While working on my Docker image for webtrees, I ran into a peculiar issue. I had setup automated builds in Docker Hub for every tagged commit in my git repository. At first, I wanted to be able to have multiple tags for each image build, so that each build could be version tagged (like 1.7.15) and have the latest tag applied as well. Using an undocumented feature, I was able to get that to work. However, problems arose once I wanted to also properly label my image. Specifically, I was trying to add the BUILD_DATE and VCS_REF labels. With Docker Hub, this requires you to add your own build hook in order to pass in the needed build arguments. Using an example I found, I added my own build hook to my repository.

1#!/bin/bash
2
3docker build --build-arg VCS_REF=`git rev-parse — short HEAD` \
4  --build-arg BUILD_DATE=`date -u +”%Y-%m-%dT%H:%M:%SZ”` \
5  -t $IMAGE_NAME .

This is where everything fell apart. My image builds started failing!

Docker Hub build failure
Oh no

Issue

After some head scratching and debugging, I discovered the two-part problem.

Environment Variable

The first part of the problem was the IMAGE_NAME environment variable. Normally, this environment variable provides a value like index.docker.io/username/repo:tag. However, when you abuse Docker Hub’s tagging system to do multiple tags like I was doing, you instead get a value like index.docker.io/username/repo:tag1,tag2.

Build Hook

With the aforementioned malformed environment variable, the simple build hook script example I found completely falls flat, as this is not valid syntax.
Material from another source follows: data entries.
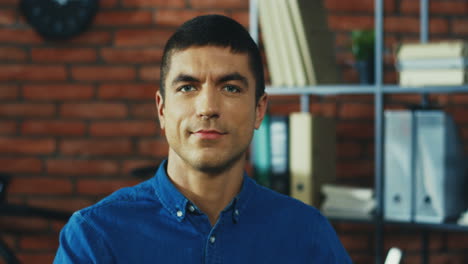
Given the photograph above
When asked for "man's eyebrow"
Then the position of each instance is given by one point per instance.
(184, 78)
(234, 77)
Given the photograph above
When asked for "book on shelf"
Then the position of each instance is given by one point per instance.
(463, 220)
(439, 168)
(279, 148)
(298, 45)
(312, 155)
(433, 77)
(399, 141)
(261, 154)
(428, 64)
(433, 64)
(348, 202)
(432, 50)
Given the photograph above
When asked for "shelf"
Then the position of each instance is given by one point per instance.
(359, 89)
(448, 226)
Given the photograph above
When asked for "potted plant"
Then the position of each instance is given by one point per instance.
(362, 47)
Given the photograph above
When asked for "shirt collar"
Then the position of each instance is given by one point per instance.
(178, 205)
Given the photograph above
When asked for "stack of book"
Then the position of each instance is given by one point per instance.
(348, 202)
(463, 220)
(433, 64)
(298, 45)
(295, 155)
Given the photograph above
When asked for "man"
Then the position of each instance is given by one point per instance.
(201, 207)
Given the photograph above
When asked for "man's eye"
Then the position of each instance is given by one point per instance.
(186, 88)
(231, 89)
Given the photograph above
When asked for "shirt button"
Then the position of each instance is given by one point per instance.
(179, 214)
(212, 239)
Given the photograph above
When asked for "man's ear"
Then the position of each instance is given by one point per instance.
(160, 107)
(260, 110)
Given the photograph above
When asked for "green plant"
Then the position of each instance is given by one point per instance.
(362, 44)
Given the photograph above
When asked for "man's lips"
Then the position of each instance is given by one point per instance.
(208, 134)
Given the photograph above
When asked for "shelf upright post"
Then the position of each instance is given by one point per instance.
(253, 20)
(378, 98)
(424, 37)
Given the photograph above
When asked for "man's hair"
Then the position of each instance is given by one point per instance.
(214, 30)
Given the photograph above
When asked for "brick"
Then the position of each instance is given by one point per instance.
(357, 111)
(20, 165)
(7, 127)
(129, 91)
(9, 91)
(26, 110)
(41, 242)
(175, 17)
(93, 110)
(12, 54)
(150, 73)
(53, 127)
(124, 128)
(39, 186)
(123, 18)
(95, 147)
(36, 257)
(74, 167)
(130, 165)
(355, 130)
(412, 25)
(436, 7)
(153, 3)
(227, 4)
(144, 111)
(93, 38)
(142, 37)
(103, 73)
(155, 148)
(23, 224)
(460, 26)
(8, 17)
(63, 55)
(141, 55)
(60, 203)
(12, 145)
(58, 91)
(350, 149)
(21, 72)
(347, 22)
(19, 36)
(103, 187)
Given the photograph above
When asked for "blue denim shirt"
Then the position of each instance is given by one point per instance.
(154, 223)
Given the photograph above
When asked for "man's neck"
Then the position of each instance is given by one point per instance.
(210, 192)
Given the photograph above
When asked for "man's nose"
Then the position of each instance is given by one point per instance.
(208, 103)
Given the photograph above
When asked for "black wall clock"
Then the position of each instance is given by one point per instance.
(59, 19)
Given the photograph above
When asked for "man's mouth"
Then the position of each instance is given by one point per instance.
(209, 134)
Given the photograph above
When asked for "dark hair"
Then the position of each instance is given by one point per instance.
(215, 30)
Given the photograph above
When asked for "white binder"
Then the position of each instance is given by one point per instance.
(398, 165)
(439, 168)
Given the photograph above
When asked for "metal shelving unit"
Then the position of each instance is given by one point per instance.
(378, 90)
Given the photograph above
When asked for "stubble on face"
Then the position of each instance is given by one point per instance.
(235, 117)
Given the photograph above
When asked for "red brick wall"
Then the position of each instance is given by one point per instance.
(77, 116)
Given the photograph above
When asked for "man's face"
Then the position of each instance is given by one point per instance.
(209, 110)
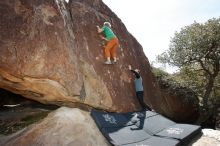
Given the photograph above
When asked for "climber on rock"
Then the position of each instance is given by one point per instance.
(112, 45)
(139, 88)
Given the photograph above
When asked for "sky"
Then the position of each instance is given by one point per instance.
(154, 22)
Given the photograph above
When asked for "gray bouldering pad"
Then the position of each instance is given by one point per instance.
(143, 128)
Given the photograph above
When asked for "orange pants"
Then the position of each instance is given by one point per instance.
(111, 48)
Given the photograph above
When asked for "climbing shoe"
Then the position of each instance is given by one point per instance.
(107, 62)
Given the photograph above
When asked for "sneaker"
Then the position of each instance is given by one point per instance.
(114, 62)
(107, 62)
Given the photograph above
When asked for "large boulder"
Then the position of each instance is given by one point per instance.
(64, 127)
(50, 52)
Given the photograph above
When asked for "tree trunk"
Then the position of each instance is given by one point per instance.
(208, 90)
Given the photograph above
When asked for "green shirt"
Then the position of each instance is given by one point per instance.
(108, 33)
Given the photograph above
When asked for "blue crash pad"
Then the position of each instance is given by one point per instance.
(143, 128)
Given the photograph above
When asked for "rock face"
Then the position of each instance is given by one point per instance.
(50, 52)
(182, 104)
(64, 127)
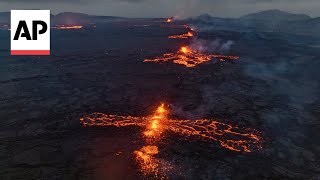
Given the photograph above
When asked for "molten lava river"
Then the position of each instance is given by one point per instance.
(228, 136)
(189, 58)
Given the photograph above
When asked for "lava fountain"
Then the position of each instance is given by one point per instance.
(189, 58)
(67, 27)
(182, 36)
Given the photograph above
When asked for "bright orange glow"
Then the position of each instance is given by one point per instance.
(228, 136)
(182, 36)
(67, 27)
(155, 123)
(148, 164)
(189, 58)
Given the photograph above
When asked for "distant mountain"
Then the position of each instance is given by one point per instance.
(275, 15)
(267, 21)
(68, 18)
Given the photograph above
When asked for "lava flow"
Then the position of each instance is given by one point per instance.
(189, 58)
(67, 27)
(228, 136)
(182, 36)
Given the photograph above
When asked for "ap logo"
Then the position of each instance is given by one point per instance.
(30, 32)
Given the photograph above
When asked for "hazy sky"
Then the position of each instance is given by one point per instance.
(165, 8)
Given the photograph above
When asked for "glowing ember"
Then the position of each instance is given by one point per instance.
(67, 27)
(182, 36)
(228, 136)
(189, 58)
(148, 164)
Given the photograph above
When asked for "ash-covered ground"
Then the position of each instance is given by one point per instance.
(273, 87)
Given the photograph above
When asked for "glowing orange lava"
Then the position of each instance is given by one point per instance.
(148, 164)
(189, 58)
(228, 136)
(182, 36)
(67, 27)
(169, 20)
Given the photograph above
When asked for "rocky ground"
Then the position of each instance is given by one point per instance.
(273, 87)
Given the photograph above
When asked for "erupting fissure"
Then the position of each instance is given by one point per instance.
(182, 36)
(67, 27)
(228, 136)
(189, 58)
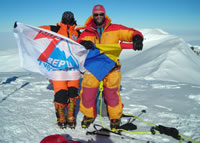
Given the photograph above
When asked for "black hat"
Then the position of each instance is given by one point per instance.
(68, 18)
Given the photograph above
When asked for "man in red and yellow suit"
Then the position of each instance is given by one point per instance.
(66, 92)
(100, 30)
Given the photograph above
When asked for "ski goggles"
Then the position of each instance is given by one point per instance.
(98, 14)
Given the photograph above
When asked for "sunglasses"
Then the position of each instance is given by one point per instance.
(100, 14)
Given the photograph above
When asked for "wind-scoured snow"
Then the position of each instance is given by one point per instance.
(163, 79)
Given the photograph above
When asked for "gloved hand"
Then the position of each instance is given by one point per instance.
(137, 42)
(87, 44)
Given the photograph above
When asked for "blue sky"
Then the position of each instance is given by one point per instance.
(179, 17)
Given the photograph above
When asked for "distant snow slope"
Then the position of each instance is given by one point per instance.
(164, 57)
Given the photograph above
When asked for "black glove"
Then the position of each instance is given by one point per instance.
(87, 44)
(137, 42)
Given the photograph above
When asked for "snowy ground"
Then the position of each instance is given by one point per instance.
(27, 111)
(163, 79)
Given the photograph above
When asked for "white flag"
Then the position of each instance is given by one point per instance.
(48, 53)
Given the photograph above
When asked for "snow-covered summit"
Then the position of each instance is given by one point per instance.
(164, 57)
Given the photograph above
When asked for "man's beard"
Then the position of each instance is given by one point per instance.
(99, 23)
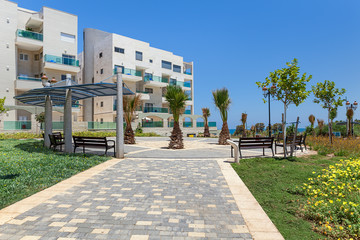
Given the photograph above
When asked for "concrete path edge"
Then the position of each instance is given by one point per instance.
(259, 224)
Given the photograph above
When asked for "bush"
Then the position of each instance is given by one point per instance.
(333, 200)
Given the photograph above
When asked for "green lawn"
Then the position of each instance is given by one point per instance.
(273, 183)
(26, 167)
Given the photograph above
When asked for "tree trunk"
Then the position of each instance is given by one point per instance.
(206, 130)
(176, 140)
(129, 136)
(224, 134)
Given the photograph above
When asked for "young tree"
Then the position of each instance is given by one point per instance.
(312, 121)
(349, 116)
(290, 88)
(243, 121)
(206, 114)
(176, 98)
(330, 98)
(130, 104)
(222, 102)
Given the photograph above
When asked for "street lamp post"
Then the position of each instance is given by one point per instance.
(267, 94)
(352, 106)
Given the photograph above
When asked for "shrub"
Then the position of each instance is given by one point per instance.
(333, 200)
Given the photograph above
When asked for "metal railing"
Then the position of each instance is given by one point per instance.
(17, 125)
(61, 60)
(29, 34)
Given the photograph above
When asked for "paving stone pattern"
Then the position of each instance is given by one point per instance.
(137, 199)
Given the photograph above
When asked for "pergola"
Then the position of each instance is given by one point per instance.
(67, 93)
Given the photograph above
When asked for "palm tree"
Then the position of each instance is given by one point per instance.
(176, 98)
(312, 121)
(349, 115)
(243, 121)
(130, 104)
(222, 102)
(206, 114)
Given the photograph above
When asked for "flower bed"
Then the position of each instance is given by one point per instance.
(349, 147)
(333, 199)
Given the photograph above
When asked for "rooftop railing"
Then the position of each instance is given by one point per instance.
(61, 60)
(29, 34)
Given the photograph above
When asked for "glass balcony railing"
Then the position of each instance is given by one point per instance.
(28, 78)
(55, 125)
(210, 124)
(61, 60)
(128, 71)
(28, 34)
(17, 125)
(148, 78)
(153, 124)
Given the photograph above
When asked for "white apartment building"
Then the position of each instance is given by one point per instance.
(145, 70)
(32, 44)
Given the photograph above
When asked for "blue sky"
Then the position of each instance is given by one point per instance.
(235, 43)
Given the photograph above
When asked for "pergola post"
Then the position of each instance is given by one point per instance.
(68, 117)
(119, 148)
(48, 121)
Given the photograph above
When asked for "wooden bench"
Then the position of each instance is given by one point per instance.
(289, 140)
(94, 142)
(255, 143)
(56, 139)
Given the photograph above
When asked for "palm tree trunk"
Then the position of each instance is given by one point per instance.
(224, 134)
(206, 130)
(176, 140)
(129, 136)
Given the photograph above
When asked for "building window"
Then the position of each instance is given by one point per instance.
(138, 56)
(24, 57)
(166, 64)
(176, 68)
(149, 90)
(67, 37)
(119, 50)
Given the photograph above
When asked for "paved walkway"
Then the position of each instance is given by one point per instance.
(143, 198)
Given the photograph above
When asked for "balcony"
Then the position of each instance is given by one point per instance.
(17, 125)
(153, 124)
(61, 63)
(129, 74)
(155, 81)
(28, 40)
(27, 83)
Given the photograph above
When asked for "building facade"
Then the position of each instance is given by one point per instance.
(145, 70)
(33, 44)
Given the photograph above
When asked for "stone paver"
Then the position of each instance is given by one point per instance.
(137, 199)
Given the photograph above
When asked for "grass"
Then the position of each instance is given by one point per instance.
(273, 183)
(26, 167)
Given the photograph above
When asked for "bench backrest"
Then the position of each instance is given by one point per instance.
(90, 140)
(256, 141)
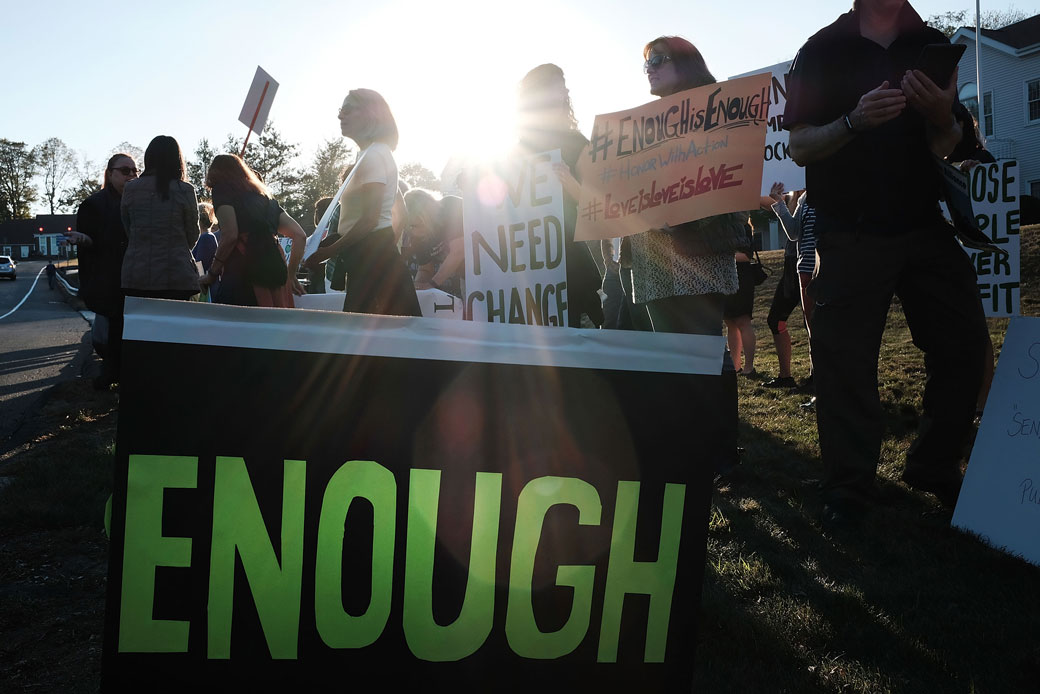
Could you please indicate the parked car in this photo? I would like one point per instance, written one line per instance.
(7, 266)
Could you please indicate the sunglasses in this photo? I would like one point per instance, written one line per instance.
(655, 61)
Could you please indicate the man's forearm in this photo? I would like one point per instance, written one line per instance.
(942, 140)
(813, 143)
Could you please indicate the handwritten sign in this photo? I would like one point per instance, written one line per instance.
(777, 164)
(516, 261)
(258, 101)
(1001, 496)
(680, 158)
(994, 201)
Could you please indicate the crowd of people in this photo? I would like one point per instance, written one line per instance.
(864, 122)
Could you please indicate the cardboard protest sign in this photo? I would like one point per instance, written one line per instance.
(258, 101)
(435, 504)
(516, 259)
(1001, 497)
(680, 158)
(777, 164)
(994, 201)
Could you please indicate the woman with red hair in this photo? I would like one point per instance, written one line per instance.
(249, 261)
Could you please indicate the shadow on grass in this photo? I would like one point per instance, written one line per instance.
(906, 605)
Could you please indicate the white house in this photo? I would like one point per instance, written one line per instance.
(1010, 114)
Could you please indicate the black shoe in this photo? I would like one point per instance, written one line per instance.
(103, 382)
(840, 518)
(781, 382)
(945, 486)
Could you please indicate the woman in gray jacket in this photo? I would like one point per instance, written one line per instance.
(160, 213)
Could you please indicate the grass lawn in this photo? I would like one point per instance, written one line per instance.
(906, 606)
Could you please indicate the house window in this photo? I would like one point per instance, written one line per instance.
(968, 95)
(987, 113)
(1033, 100)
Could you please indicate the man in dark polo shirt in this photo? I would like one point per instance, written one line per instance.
(865, 126)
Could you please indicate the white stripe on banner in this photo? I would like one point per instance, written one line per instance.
(299, 330)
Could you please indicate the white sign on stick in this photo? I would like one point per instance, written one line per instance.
(994, 202)
(1001, 496)
(258, 101)
(516, 261)
(777, 164)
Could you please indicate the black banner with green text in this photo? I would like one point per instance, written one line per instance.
(372, 513)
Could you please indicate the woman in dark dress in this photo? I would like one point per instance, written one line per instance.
(545, 122)
(102, 242)
(249, 261)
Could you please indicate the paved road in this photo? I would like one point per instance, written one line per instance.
(41, 343)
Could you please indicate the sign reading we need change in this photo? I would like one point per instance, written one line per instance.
(516, 259)
(1001, 497)
(677, 159)
(413, 505)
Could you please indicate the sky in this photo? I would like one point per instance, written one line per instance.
(100, 75)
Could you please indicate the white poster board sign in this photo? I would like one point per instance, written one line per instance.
(994, 201)
(258, 101)
(516, 262)
(1001, 496)
(777, 164)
Mysteriously, if you don’t use a custom build script, this does in fact work, so Docker must be able to handle this in their own scripts, with logic they don’t share.

Workaround

To fix this, you need to write your own build hook script that can handle multiple tags being passed to it. You can either tag the image during the build command (easier) or build the the image first, then docker tag it multiple times (a bit more difficult, since you have to reference the image properly). I was unable to find anyone else who has done this, so I wrote my own. This is what I have come up with and seems to work:

 1#!/bin/bash
 2
 3IFS=',' read -ra tags <<< "$DOCKER_TAG"
 4TAG_COMMAND=""
 5
 6for tag in "${tags[@]}"
 7do
 8    TAG_COMMAND="$TAG_COMMAND -t $DOCKER_REPO:$tag"
 9done
10
11docker build --build-arg BUILD_DATE=`date -u +"%Y-%m-%dT%H:%M:%SZ"` \
12             --build-arg VCS_REF=`git rev-parse --short HEAD` \
13             $TAG_COMMAND .

This script takes in the DOCKER_TAG environment variable (which provides a comma-separated list of tags), splits it by comma, then builds the -t tagging argument for the build command. There is no harm in using this for an image with only a single tag, as this will still work perfectly fine.

Docker Hub build success
Success!

Conclusion

With a bit of abuse of some undocumented features, I was able to get my Docker image to build automatically on Docker Hub with all of the labels and tags I wanted.

Microbadger labels
Microbadger labels

This adventure though has really made me question my usage of Docker Hub’s image building. It seems like I could have avoided a lot of this hassle if I had set up builds with a different CI provider like GitHub Actions, and then just push to Docker Hub, instead of dealing with all of these weird, undocumented limitations. I also don’t know if or when this workaround will stop functioning.